IT SEEMS PERVERSE to call a play where (almost) everyone dies at the end "fun," but oddly enough, that's exactly what Northwest Classical Theatre Company's The Maids' Tragedy is. That's surprising enough for straight-up tragedy, but it's especially weird in this case: The play is an obscure, rarely performed Jacobean tragedy, written—in 1619!—by two of Shakespeare's lesser contemporaries, Francis Beaumont and John Fletcher. It's theater nerd fare of the highest order that, in theory, shouldn't appeal to anyone but the most diehard of Bardheads.

The story's familiar enough: Melantius (Tom Walton) returns home after a war (as Jacobean heroes so often do!), weary and ill disposed to courtly society, only to find his top bro, Amintor (Steve Vanderzee), has broken an engagement to Aspatia (Melissa Whitney) and is getting married to Melantius' sister, Evadne (Brenan Dwyer), at the king's mysterious urging. If you've ever seen a tragedy, the reason's clear—secret affair!—and the outcome, inevitable—much (bloody) revenge!

Northwest Classical Theatre is known for adaptations of classical works that are good, but also play it straight and frill-free, so I was surprised that this production employed so many contemporary references and surprising visual choices. The playbill contains a nod to Quentin Tarantino, the play's bleak material is soundtracked by Kanye West and Pharrell, there's an entire scene that takes place while Aspatia and her handmaidens do sun salutations, and there's a heavily implied BDSM undercurrent to Evadne and the king's not-so-secret relationship. As the grisly events of the play progress, the actors' makeup becomes increasingly pale, with smudged red lips that at the play's opening suggest revelry, but by the end, seem more bloody than anything else.

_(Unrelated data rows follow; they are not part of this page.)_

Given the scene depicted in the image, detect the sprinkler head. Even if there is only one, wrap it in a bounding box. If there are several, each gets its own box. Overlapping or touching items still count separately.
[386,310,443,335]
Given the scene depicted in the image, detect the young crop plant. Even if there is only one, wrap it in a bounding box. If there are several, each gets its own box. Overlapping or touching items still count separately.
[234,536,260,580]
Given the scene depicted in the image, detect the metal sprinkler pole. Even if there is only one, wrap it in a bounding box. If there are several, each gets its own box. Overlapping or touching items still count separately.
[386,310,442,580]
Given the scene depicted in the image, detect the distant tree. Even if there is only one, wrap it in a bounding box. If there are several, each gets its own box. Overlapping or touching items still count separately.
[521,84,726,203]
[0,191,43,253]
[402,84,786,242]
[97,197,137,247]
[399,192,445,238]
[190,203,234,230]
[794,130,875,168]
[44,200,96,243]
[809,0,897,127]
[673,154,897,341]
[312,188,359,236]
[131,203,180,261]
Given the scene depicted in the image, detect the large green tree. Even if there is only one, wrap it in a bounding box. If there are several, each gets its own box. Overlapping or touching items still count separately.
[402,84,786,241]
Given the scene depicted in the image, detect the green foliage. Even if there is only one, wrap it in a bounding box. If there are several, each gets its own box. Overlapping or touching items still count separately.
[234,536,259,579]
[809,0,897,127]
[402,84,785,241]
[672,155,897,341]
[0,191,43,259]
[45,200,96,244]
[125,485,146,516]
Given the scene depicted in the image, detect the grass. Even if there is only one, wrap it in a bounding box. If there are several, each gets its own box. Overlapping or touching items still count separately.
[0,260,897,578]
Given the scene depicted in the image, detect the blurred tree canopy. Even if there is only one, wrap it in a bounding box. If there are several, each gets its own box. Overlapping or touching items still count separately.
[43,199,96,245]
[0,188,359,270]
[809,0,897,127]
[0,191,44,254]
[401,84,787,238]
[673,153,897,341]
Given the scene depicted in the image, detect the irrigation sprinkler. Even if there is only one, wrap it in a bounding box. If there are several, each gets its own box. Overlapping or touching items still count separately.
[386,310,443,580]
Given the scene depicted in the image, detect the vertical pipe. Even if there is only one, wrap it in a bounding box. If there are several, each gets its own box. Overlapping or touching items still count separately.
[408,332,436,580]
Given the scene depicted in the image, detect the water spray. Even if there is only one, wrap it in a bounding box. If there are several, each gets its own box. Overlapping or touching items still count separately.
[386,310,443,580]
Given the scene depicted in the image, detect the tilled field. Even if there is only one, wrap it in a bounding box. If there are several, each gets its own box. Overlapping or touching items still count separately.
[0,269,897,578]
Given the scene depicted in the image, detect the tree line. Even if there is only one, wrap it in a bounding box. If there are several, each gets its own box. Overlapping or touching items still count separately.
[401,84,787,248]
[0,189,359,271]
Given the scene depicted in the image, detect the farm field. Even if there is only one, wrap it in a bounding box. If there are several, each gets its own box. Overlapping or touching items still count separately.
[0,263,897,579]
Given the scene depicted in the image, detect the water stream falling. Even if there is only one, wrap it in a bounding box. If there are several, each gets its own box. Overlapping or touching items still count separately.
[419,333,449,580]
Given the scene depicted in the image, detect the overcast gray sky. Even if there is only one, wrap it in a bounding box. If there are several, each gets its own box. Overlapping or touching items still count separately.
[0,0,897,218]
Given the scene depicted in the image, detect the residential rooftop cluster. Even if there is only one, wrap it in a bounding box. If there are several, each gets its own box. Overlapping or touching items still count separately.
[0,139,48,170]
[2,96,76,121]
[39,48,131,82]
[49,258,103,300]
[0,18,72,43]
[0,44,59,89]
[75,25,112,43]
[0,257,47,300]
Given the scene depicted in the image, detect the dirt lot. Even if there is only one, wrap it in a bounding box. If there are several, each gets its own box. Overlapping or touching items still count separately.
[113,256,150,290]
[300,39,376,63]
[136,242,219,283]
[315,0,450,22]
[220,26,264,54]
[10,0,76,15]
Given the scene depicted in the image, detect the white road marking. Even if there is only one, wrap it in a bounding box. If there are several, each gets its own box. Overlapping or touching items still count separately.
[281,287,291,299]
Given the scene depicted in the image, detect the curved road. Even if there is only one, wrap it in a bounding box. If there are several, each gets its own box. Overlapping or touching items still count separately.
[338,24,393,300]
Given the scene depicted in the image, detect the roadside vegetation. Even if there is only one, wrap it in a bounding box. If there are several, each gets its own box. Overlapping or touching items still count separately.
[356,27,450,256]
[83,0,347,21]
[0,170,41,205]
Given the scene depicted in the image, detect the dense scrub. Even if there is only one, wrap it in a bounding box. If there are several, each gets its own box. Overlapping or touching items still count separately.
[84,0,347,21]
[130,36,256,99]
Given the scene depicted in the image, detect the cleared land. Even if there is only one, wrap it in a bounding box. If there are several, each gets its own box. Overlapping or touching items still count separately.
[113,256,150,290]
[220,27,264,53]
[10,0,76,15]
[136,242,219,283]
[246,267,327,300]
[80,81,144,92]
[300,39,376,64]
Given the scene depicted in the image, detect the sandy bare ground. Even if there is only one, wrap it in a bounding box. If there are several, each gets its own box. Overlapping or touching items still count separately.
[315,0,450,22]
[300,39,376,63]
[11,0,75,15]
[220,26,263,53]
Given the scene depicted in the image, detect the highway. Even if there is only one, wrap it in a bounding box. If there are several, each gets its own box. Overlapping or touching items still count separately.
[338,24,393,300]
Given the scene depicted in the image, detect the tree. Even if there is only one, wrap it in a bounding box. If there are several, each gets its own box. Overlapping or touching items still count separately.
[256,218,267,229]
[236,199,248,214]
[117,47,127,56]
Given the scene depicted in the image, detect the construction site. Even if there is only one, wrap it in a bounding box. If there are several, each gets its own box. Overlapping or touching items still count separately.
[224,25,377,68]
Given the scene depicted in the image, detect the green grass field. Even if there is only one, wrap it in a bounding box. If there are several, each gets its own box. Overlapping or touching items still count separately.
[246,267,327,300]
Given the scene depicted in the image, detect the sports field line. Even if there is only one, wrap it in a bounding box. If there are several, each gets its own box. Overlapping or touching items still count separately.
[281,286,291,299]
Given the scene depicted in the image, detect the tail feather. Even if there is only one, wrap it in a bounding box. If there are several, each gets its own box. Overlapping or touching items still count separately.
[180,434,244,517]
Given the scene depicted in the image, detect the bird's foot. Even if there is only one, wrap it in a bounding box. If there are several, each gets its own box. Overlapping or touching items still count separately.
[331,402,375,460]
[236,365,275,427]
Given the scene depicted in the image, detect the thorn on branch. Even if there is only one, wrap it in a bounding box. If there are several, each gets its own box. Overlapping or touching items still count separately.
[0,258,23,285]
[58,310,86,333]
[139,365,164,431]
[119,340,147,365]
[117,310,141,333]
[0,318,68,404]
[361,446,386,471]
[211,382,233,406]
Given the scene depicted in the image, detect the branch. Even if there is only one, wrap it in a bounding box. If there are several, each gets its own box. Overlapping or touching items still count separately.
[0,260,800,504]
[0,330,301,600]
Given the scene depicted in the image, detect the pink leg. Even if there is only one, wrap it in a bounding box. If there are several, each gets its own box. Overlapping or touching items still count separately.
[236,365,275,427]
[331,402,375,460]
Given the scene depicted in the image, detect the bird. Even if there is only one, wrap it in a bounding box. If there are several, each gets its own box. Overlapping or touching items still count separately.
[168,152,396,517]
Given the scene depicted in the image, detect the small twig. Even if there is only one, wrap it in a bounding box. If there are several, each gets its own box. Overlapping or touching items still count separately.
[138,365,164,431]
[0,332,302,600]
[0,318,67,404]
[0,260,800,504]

Whitney plays Aspatia as a defiant, bratty teenager, dejected and not handling it gracefully. She spends most of the play clamping on headphones and lugging around a journal, her face permanently smudged in cried-off mascara. The only thing missing is a dog-eared copy of The Bell Jar, and I mean that as high praise, because there's a quiet intelligence underlying Aspatia's rage and disappointment. Like Ophelia, she seems to know something everyone else doesn't. Unlike Ophelia, she has a personality.

Dwyer's treatment of Evadne is similarly smart. She could easily be played as a flat femme fatale—the play's very afraid of female sexuality, and Evadne is the chief embodiment of that (silly) fear. Instead, she's a woman trapped in a world with no room for her ambitions, who also kills people.

Shoebox Theatre is an absurdly small performance space, which adds an extra layer of intensity and high camp—and potential for visible mishaps. There's no need for stage whispers, and you can basically tell what brand of shoes Evadne is wearing when she kicks them off before committing murder (like you do). Under performance conditions like these, you don't need to proooooo-JECT. In fact, you probably shouldn't! When a few of the actors in The Maids' Tragedy did, wayward spit seemed a real concern, and when Vanderzee threw a pillow in one scene, it almost hit an audience member. (As at SeaWorld, maybe don't sit in the first row.)

Still, there's something very satisfying about watching actors make Beaumont and Fletcher's language transparent and accessible merely through their delivery. Whitney, Vanderzee, and Dwyer all have this quality, making ancient, archetypical characters fully formed and even funny. I laughed many times throughout The Maids' Tragedy, and when the bloody final act arrived, it was, as promised, more Tarantino than Zeffirelli. Not bad for the 17th century.